Repeat, rehash, rethink

It came up in conversation recently, now that we are almost done with the program, would we do it the same way again? Would I continue to have a relationship with a man going through flight school with dreams of piloting or would I have broken it off before he started training? Would I have moved all the way to FL and given up all I had established in CA or stayed there while he was here? How did I feel about his training and how it infringed upon my life?

Reflecting back on everything, I think I would say yes, I would do it again. This has been a great experience for all of us and I can't imagine our lives any other way. Would other people make the same decision? Hard to say. Yes, it was risky, chucking it all and moving to FL with a guy I had been dating for a year who was chasing a dream. but for us, it worked. I know it could have gone horribly wrong, and I had a plan for that (well, kinda) but I was committed to working it out. I can't imagine what it would have been like to stay back in CA and never see him. Never be there to nag him into studying, share his successes, hear the gossip. I can't say for sure that we both would not have started wandering either. After all, it was a fairly new relationship.

The infringing upon my life is harder to explain. It is such a complicated thought to have to work through. Did I intend to get into a relationship with a man who would make my life more difficult? Who would be gone half the month or more? Who would end up dropping in and out of my life like a disneyland dad, always wanting to do fun stuff because he had time, despite my needing to stick to my routine because that's the only way to get everything done? No, I can't say as thought I was advertising for that when I was looking for a date. My life is completely different from what I thought it would end up like. Do I feel infringed upon or like I gave something up? No. I think that personally being ready for a change made all the difference. If I had been resistant to any step along our path, we would have halted and (he) would have called the whole thing off. But at the same time, how could I have dealt with myself knowing that I was preventing someone from achieving their dreams? Would I have felt better forcing him to stay in a high paying but mind numbing job just so I could have designer jeans? Would I have wanted him to do the same thing for me? I just can't imagine being in a relationship where one person would not make a sacrifice for the other. I was in that relationship and I left it.

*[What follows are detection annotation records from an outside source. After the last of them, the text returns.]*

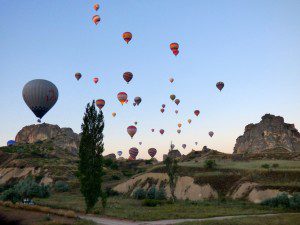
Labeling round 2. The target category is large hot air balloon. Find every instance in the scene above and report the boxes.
[75,73,82,80]
[93,15,100,25]
[127,126,137,138]
[117,92,127,105]
[134,97,142,105]
[23,79,58,119]
[129,147,139,159]
[123,72,133,84]
[96,99,105,110]
[216,81,224,91]
[123,32,132,44]
[148,148,157,158]
[93,77,99,84]
[175,99,180,105]
[170,94,176,101]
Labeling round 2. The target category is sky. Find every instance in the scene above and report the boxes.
[0,0,300,159]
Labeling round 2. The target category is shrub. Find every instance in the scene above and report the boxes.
[54,180,70,192]
[142,199,162,207]
[133,188,147,199]
[204,159,217,169]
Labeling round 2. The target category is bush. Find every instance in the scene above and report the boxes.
[133,188,147,199]
[54,180,70,192]
[147,186,157,199]
[142,199,162,207]
[204,159,217,169]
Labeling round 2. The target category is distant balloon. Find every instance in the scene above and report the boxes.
[127,126,137,138]
[216,81,224,91]
[117,92,128,105]
[22,79,58,119]
[134,97,142,105]
[117,150,123,157]
[123,72,133,84]
[170,94,176,101]
[129,147,139,159]
[93,77,99,84]
[194,109,200,116]
[94,3,99,11]
[93,15,100,25]
[123,32,132,44]
[148,148,157,158]
[75,73,82,80]
[96,99,105,109]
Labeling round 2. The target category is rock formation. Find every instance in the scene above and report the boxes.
[16,123,80,154]
[233,114,300,154]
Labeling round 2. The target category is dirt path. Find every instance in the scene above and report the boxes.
[79,213,300,225]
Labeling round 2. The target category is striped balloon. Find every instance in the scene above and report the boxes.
[148,148,157,158]
[129,147,139,159]
[96,99,105,109]
[22,79,58,119]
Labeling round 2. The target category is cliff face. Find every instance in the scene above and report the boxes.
[233,114,300,154]
[16,123,80,154]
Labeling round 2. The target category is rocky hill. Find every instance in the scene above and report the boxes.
[233,114,300,154]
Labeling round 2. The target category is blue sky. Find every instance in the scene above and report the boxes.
[0,0,300,158]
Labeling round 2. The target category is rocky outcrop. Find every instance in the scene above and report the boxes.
[16,123,80,155]
[233,114,300,154]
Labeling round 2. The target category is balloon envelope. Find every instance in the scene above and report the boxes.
[22,79,58,119]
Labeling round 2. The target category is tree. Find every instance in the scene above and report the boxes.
[78,101,106,212]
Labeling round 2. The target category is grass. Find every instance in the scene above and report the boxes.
[180,214,300,225]
[35,193,292,221]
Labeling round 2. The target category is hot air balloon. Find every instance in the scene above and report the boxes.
[123,72,133,84]
[129,147,139,159]
[216,81,224,91]
[93,77,99,84]
[75,73,82,80]
[170,94,176,101]
[96,99,105,109]
[117,92,127,105]
[7,140,16,147]
[127,126,137,138]
[23,79,58,119]
[123,32,132,44]
[148,148,157,158]
[94,3,99,11]
[134,97,142,105]
[93,15,100,25]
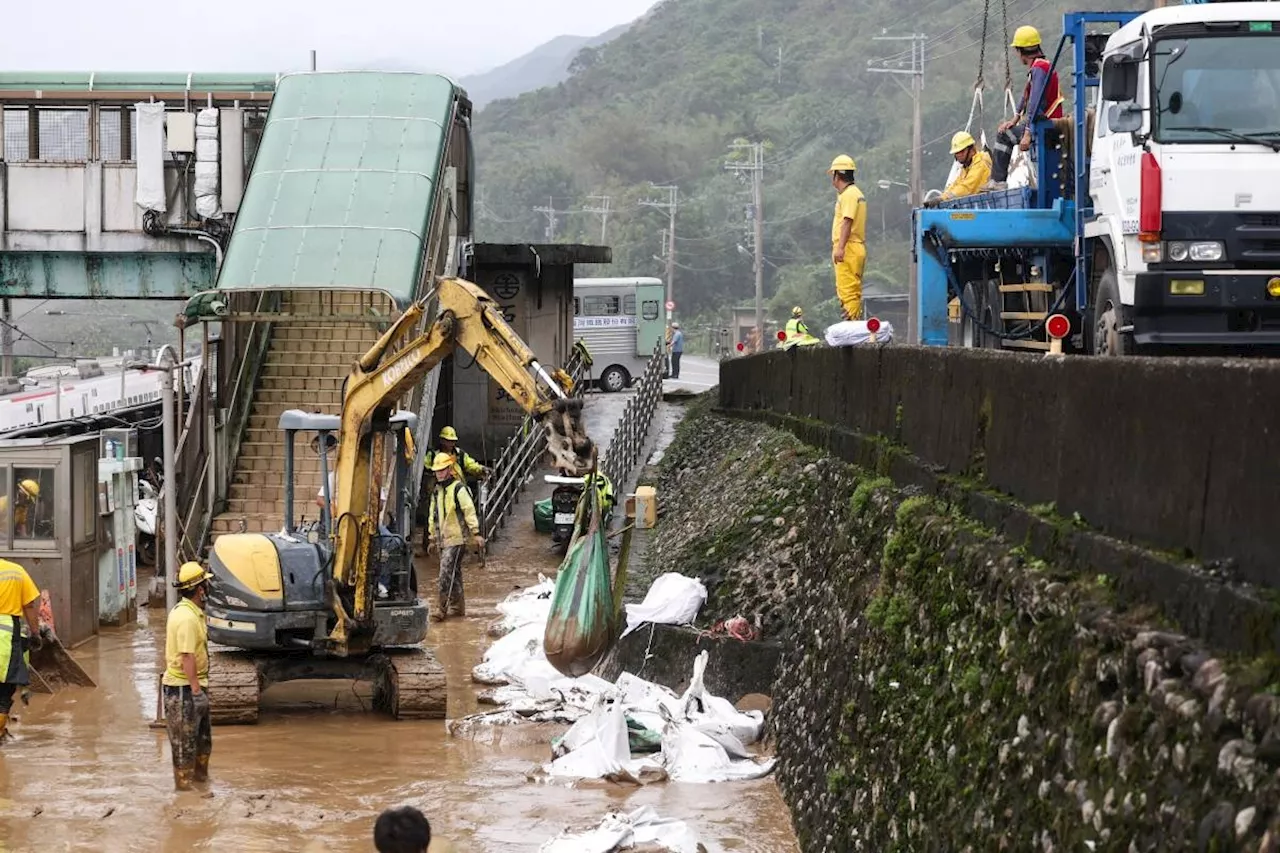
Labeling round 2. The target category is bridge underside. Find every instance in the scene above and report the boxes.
[0,252,215,300]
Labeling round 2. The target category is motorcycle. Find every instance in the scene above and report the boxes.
[133,459,164,566]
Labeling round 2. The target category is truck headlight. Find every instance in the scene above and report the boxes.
[1190,240,1225,261]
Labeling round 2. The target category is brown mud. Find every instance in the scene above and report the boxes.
[0,514,797,853]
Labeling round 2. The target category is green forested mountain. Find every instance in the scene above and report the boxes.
[475,0,1128,320]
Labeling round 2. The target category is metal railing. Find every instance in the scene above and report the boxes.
[480,341,591,538]
[602,342,667,491]
[174,292,280,560]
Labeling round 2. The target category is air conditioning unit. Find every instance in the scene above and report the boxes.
[97,429,138,459]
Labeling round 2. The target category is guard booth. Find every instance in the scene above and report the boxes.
[0,435,99,646]
[448,243,613,461]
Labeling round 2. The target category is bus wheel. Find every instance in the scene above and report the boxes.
[600,364,631,393]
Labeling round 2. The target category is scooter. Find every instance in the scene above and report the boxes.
[133,459,163,566]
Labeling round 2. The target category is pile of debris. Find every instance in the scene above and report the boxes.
[449,578,774,784]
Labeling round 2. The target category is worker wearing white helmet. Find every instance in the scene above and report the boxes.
[827,154,867,320]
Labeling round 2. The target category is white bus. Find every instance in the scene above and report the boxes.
[573,278,667,391]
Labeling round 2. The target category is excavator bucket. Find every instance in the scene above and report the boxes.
[543,397,595,475]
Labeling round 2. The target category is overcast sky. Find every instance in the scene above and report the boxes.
[0,0,657,77]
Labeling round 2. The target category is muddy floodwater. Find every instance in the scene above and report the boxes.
[0,522,797,853]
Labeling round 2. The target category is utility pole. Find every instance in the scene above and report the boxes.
[534,196,568,243]
[724,142,764,347]
[867,32,928,343]
[640,184,680,315]
[0,296,13,377]
[582,196,613,246]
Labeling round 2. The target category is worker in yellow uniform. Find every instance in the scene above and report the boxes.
[925,131,991,207]
[160,562,214,790]
[426,453,484,621]
[0,560,51,743]
[0,480,40,539]
[827,154,867,320]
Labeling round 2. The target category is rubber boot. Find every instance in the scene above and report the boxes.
[173,765,196,790]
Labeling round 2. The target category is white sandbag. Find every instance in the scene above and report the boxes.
[196,138,218,161]
[622,571,707,637]
[133,101,166,213]
[824,320,893,347]
[538,806,700,853]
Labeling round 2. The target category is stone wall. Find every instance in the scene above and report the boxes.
[645,406,1280,853]
[719,346,1280,587]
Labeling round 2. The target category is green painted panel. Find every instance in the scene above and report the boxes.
[0,72,278,92]
[218,72,460,305]
[0,252,214,300]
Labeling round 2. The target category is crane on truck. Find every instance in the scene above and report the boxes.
[913,1,1280,355]
[206,279,595,722]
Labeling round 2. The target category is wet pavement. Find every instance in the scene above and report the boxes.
[0,422,797,853]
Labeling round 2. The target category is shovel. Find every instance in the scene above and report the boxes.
[29,589,97,693]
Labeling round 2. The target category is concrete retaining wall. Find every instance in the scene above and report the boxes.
[719,346,1280,585]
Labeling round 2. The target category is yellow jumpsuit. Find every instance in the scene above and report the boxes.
[831,184,867,320]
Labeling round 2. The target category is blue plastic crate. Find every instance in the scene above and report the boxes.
[938,187,1032,210]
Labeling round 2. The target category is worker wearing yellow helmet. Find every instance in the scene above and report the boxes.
[160,562,214,790]
[0,479,40,539]
[0,560,44,744]
[991,26,1062,183]
[827,154,867,320]
[426,453,484,621]
[925,131,991,207]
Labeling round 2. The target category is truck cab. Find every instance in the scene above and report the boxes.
[1084,3,1280,353]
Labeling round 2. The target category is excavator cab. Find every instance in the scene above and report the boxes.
[280,410,417,603]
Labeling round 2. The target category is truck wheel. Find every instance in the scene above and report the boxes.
[978,279,1005,350]
[1089,268,1135,356]
[600,364,631,393]
[960,282,982,350]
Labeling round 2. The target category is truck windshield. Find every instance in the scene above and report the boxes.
[1151,27,1280,143]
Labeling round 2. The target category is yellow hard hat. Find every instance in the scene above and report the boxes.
[951,131,977,154]
[173,561,212,589]
[827,154,858,174]
[1009,26,1039,47]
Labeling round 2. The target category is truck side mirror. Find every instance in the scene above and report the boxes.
[1107,102,1143,133]
[1102,56,1138,102]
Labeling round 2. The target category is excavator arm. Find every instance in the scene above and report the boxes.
[330,278,594,654]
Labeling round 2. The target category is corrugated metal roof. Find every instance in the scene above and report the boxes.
[0,72,279,92]
[218,72,458,305]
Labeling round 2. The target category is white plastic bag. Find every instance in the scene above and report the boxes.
[622,571,707,637]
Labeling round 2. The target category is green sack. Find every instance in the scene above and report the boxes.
[534,498,556,533]
[543,481,617,678]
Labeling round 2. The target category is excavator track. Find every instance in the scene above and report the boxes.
[209,649,262,726]
[370,648,448,720]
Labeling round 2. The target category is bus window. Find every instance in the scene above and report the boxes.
[582,296,622,316]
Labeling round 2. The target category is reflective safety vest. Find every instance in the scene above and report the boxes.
[786,316,809,341]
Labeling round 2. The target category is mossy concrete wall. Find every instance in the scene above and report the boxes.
[719,346,1280,585]
[650,406,1280,853]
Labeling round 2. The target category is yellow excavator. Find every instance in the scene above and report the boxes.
[206,279,594,724]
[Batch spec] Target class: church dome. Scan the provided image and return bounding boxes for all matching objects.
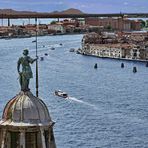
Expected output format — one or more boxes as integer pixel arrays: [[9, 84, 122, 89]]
[[2, 91, 52, 126]]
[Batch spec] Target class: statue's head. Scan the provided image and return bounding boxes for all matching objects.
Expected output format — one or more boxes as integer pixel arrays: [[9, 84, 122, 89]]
[[23, 49, 29, 56]]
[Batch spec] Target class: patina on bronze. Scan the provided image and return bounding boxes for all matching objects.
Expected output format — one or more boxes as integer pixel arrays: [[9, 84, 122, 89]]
[[17, 49, 37, 91]]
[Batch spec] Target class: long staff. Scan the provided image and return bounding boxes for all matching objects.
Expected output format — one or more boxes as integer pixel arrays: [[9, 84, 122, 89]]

A stuggles a lot with not being the provider for our family right now. I think it stems from his conservative religious. It's not that he feels I should be home while he earns all the $, but that he should be making more $ than me. Because he's the MAN. Whatever that shizz is all about. He's slowing being indocrinated to my feminist ways, feminism being a complete and utter mystery and assumed negative to him. Why should he have to be the main wage earner? He has no good reason to give for why it should be so. I expect to be treated as an equal and so should he. Why should the onus of having to earn all the money be put on him, just because he THE MAN? It's an ongoing discussion.

I found too, the A uses his family as a procrastination tool. He should be studying, but he feels guilty if he doesn't spend time with his family. This is probably the biggest (and only) negative to us being here with him. Of course I'd like to believe that if we weren't here, he'd be spending his time pining away for us, but that is neither here nor there. He's on to a good thing, because of course, who is going to stay, no you shouldn't be spending time with your family, you should be doing something that doesn't involve us. How can I call him on that? And I'm sure it ties in with the whole wage earner/family man complex as well. So instead, we carve out dedicated study time and family time, to help ease my fear and his allowance of family time cutting into study time.

Two tips I've come across to help ease family strain:

1. Find a place that is not home to study at. For us, if he's at home, we'll bother him, it's as simple as that. And set specific times to study

2. When selling off belongings or economizing to raise $ for flight school, translate everything into how many flight hours it will buy you. Makes the pain of separation slightly easier.